Reviewer Rodeo: Used Game Lockout

Reviewer Rodeo: Used Game Lockout

Welcome to the ZTGD Reviewer Rodeo. Each week, we’ll grab on to the hottest issue, hold on for dear life, and wrassle it to the ground.

So, this week I’d like to bring up the widely talked about topic of used games. Going beyond your personal preference toward (or against) used games, consider the big rumors about the next PlayStation and it’s locking out used games. What are your thoughts on this? What do you think would happen if this really came to pass? Are used games on their way out? What could this do to digital distribution?

Justin “KillerWolverine” Testa
Well, let me begin this by saying that this is still a rumor, and I hate speculating about rumors. Everyone is getting their panties in a bunch over this and, at this time, there is no reason to. Has there been an official announcement about this? No. Everyone needs to take a step back, breathe, and chill the **** out.

Land of the free (to buy used games).


If this were officially announced, what I believe will happen is, a whole lot of complaining and comments along the lines of, “what about GameStop?” True GameStop makes a lot of their money on used games and probably would take a good hit, but not one big enough to shut them down. That is not the only way they make a profit. Personally, I think it would be a really stupid idea to lock out used games. I don’t have a job, so I do not have the luxury to go out and buy new games when they come out. So, when I get some money, I tend to go and look at used games first. If there are none that interest me, I head to the new games.

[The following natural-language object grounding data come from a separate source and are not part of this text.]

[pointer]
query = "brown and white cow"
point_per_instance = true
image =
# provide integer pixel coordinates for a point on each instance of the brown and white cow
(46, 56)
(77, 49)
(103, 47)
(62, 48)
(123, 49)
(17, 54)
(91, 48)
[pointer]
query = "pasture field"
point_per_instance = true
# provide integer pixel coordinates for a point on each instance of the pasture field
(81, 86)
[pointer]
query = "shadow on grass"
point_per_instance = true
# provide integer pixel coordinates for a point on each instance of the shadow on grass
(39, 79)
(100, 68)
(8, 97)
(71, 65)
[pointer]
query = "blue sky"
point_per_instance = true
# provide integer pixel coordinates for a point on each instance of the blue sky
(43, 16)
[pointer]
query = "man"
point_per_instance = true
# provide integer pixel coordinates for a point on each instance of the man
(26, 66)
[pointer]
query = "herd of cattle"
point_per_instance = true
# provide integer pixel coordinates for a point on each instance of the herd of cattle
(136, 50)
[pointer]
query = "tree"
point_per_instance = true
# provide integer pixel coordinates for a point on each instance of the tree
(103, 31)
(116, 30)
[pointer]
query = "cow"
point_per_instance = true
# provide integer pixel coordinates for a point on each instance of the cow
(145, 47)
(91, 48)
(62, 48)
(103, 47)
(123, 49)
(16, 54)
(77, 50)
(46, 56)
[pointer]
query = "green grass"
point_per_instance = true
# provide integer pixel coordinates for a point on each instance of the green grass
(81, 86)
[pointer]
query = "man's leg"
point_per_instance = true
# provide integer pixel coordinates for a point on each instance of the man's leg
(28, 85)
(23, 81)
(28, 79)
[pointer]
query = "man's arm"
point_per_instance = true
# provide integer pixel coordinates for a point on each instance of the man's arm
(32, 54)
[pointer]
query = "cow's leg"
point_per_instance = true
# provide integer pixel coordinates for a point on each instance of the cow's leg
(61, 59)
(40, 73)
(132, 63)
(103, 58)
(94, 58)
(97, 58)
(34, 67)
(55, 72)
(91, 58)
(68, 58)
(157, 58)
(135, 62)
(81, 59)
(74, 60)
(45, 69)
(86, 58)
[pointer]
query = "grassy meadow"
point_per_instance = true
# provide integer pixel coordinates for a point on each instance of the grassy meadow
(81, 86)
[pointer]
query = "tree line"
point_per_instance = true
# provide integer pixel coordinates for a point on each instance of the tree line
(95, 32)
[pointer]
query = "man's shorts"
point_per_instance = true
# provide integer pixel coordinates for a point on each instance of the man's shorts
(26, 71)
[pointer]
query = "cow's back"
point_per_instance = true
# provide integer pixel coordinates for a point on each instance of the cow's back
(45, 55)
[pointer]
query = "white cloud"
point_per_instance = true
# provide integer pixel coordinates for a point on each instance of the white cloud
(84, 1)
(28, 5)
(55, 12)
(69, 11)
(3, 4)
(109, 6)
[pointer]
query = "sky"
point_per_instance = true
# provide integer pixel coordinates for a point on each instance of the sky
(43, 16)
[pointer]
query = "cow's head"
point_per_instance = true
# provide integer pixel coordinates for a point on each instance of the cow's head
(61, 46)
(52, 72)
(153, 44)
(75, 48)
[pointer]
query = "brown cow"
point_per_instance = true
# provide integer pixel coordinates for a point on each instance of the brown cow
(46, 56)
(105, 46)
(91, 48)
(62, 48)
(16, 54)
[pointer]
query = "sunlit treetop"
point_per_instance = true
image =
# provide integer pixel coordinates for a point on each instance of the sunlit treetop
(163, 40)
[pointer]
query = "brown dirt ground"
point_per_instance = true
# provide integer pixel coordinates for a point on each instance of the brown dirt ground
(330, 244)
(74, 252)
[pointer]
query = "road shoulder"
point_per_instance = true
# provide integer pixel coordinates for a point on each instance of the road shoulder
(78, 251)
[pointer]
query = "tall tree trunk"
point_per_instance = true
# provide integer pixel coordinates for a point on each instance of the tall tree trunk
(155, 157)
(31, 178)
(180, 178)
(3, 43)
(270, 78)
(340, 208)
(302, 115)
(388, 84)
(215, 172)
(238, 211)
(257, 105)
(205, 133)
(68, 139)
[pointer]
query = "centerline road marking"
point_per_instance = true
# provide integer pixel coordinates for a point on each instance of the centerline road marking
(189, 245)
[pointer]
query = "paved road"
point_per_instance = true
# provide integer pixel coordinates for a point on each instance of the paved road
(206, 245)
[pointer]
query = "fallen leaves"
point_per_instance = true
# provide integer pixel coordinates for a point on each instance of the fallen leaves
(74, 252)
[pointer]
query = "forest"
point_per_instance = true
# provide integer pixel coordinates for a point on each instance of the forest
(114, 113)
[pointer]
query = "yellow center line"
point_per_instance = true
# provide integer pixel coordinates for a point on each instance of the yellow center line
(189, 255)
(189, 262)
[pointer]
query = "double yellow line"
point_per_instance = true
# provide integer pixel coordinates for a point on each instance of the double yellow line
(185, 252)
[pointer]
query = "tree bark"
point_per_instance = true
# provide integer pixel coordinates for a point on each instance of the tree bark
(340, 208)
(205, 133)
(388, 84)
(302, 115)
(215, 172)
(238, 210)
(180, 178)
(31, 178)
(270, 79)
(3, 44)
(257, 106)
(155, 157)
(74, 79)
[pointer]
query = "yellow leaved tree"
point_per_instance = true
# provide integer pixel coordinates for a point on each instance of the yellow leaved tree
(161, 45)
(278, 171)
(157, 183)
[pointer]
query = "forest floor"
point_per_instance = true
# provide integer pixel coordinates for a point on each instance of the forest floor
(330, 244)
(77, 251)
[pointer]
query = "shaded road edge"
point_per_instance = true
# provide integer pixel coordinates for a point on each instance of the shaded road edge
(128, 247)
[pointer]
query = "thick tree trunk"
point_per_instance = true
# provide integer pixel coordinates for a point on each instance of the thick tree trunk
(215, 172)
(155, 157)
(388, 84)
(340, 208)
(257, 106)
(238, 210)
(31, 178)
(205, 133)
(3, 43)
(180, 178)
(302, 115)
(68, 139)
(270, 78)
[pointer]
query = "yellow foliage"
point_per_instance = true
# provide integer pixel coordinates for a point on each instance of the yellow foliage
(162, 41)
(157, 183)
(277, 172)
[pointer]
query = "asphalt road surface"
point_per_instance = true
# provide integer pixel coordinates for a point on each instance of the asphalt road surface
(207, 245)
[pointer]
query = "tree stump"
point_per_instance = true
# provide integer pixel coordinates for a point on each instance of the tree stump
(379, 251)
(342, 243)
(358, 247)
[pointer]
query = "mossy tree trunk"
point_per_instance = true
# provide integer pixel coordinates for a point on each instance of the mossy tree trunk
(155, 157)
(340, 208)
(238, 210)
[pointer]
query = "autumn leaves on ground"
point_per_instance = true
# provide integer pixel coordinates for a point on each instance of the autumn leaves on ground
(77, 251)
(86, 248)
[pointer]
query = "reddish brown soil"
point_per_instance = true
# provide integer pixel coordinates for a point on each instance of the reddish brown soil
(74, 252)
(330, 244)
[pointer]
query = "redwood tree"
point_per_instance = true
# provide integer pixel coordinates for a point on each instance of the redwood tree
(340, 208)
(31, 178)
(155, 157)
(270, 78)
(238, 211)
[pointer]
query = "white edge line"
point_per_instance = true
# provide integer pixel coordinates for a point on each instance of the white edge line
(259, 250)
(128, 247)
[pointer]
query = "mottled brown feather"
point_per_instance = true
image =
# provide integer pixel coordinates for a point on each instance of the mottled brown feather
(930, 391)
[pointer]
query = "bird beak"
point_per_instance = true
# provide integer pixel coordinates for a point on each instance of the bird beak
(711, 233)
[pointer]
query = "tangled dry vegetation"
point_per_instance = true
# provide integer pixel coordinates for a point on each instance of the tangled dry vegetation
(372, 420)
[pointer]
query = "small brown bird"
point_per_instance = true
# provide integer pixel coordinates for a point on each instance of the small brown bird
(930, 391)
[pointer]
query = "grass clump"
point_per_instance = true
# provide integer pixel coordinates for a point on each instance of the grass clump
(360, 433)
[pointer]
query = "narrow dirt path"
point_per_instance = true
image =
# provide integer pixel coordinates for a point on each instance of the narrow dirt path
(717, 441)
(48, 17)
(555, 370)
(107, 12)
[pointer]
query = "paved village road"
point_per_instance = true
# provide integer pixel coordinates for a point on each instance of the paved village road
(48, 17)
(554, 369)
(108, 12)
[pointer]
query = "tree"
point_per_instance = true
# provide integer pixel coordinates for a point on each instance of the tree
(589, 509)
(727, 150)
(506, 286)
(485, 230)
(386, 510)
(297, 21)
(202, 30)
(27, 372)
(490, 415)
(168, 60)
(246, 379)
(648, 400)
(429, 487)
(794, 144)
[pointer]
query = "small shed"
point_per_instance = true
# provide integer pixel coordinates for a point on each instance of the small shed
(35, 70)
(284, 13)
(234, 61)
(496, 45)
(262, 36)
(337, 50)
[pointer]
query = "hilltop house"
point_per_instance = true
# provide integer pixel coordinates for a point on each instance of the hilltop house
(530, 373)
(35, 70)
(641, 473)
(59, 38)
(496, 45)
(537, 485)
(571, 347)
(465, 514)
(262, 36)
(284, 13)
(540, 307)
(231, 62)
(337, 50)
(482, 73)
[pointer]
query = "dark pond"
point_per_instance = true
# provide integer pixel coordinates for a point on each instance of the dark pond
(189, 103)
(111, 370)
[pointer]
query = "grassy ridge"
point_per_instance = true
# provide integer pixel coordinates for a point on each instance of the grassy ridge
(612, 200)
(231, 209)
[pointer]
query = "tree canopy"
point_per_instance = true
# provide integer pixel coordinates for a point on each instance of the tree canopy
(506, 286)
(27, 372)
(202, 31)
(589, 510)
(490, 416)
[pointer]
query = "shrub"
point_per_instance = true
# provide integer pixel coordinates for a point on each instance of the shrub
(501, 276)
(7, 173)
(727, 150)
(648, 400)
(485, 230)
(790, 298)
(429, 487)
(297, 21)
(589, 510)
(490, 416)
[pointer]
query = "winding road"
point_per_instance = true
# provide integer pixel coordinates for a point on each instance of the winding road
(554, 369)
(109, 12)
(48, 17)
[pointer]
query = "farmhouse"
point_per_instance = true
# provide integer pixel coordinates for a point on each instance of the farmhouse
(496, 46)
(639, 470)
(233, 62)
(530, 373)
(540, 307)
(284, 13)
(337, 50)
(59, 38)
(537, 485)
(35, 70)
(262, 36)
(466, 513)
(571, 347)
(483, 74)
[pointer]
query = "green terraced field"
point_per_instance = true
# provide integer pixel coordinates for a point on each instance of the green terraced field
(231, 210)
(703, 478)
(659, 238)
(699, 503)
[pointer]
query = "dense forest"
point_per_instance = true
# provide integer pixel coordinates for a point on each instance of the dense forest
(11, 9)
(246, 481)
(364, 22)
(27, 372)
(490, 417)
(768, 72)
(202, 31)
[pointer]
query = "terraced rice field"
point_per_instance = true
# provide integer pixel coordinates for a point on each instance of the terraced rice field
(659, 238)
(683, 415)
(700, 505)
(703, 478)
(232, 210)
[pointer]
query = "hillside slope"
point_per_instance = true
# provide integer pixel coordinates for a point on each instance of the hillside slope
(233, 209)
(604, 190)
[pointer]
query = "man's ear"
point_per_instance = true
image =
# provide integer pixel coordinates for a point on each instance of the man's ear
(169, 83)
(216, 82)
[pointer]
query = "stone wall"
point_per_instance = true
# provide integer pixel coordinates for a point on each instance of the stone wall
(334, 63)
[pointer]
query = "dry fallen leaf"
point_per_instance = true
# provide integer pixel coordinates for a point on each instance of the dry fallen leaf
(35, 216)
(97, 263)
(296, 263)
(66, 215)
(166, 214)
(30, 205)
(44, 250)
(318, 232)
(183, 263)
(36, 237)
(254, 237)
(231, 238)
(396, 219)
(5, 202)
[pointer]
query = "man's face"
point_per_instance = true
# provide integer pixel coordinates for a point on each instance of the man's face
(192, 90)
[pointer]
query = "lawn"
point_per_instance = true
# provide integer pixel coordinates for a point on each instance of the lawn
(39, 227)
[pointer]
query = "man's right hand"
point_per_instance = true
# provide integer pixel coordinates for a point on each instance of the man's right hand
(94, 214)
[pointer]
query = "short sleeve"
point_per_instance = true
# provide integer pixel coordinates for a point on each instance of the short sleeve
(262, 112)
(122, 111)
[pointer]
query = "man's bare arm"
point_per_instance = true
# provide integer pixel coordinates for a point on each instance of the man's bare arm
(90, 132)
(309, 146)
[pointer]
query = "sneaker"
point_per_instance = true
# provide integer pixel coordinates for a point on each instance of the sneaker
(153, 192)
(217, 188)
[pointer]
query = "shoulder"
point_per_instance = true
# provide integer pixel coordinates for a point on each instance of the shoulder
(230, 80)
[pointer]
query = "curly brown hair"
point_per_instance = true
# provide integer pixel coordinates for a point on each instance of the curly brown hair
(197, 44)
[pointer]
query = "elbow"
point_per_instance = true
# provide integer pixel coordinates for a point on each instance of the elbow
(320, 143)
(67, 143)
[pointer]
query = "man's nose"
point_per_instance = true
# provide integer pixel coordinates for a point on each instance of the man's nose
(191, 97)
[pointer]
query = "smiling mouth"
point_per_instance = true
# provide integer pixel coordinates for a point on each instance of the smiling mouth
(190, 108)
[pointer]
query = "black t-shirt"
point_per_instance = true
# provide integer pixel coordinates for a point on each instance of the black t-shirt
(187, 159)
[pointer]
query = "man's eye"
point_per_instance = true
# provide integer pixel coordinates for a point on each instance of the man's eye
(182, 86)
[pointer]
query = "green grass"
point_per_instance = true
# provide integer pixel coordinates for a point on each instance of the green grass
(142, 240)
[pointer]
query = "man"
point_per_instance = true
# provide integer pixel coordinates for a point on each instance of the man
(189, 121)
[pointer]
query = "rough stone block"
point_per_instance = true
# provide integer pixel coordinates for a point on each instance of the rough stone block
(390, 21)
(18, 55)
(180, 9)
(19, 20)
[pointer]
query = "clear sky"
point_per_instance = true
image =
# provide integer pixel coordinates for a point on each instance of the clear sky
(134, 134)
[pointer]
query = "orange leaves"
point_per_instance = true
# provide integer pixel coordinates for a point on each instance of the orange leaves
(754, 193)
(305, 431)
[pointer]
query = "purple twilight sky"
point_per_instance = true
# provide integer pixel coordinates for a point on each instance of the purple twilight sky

I like to support both the sellers of used games and the publishers/developers (new games) when I can. I don’t always buy new, and I don’t always buy used; I dabble in both areas. And, that’s the thing to remember: we should always have a choice. If you want to buy used, great. If you only want to buy new, that’s your choice. If these rumors do come to pass, then I would imagine digital distribution would become even bigger with Sony. With the release of the Vita, we have already seen the amount of digital content grow. And, again this is my opinion, I do not think that Sony is losing a ton of money from people buying used. I will tell you this, if Sony decides to go this route and lock out used games, then I will no longer support them.

There is no reason behind removing a choice, and if they are that worried about losing money (or whatever the reason will be for locking out used games), then they will lose a customer. I will spend my hard earned money on companies that don’t take away liberties and my freedom of choice. I can sit here and threaten all day, but the current reality is we do not know Sony’s stance on this, or any kind of reason behind it. But I will be watching this closely to see if it does come to pass and, if it does, what Sony’s logic behind it will be.

Kelsey “rinelk” Renella
Though I own a 360 and play the occasional disc-based game, the large majority of games I buy are digitally distributed either through iOS, Steam, or XBLA. Since I’m so used to being out of the used game market, I don’t care about the measures anyone might take to exclude me from it. Furthermore, game-changing patches, DLC, in-app purchases, and HD remakes have become so ubiquitous that the idea of an authoritative edition of a game is already eroding. With it go our strongest emotions about the sorts of pre-order bonuses or feature lockouts for used games which are already in use to push us towards purchasing games new and at full price.

Gamestop's business would suffer greatly with no used games.


I doubt that the next generation will show us a one-size-fits-all, system-wide solution to the used game problem, partly because the available solutions are evolving so fast, and partly because anything truly draconian would alienate retailers, who are still hugely important in making a new console visible and desirable. I do expect Sony and/or Microsoft to give developers the tools to make it easy to implement at least some of the proven incentives for buying games new, and to update those tools over time.

Nick Fox
I definitely see where Sony is coming from with this move, but the execution is less than ideal. We all know the future of gaming is in 100% digital distribution: both the hardware and software companies are keen to this. In order to squash out used games, the focus should have primarily been set on getting their AAA titles sold in a hybrid physical/digital pair. The Metal Gears and Final Fantasies and Resident Evils of today should have been offered in a hybrid model – with both physical disc and digital copies available, with the digital copies offered at a reduced rate ($39.99 would be great). Once this model becomes fleshed out, the physical copies could be phased out. Then, the gamers wind up paying less for their games at the time of initial purchase, and used games become a memory. While $10-$20 off the normal $50-$60 game seems like a lot, it would all be made up in the used-game market coming on board, plus DLC updates after launch. Older games could then see an additional discount, or maybe a game-of-the-year addition, to give the sense of SALE!

I think having hardware ban a used game while physical game copies still exist is pretty lame on Sony’s part. By converting the distribution system to digital, you achieve the same ends without coming off as an ass.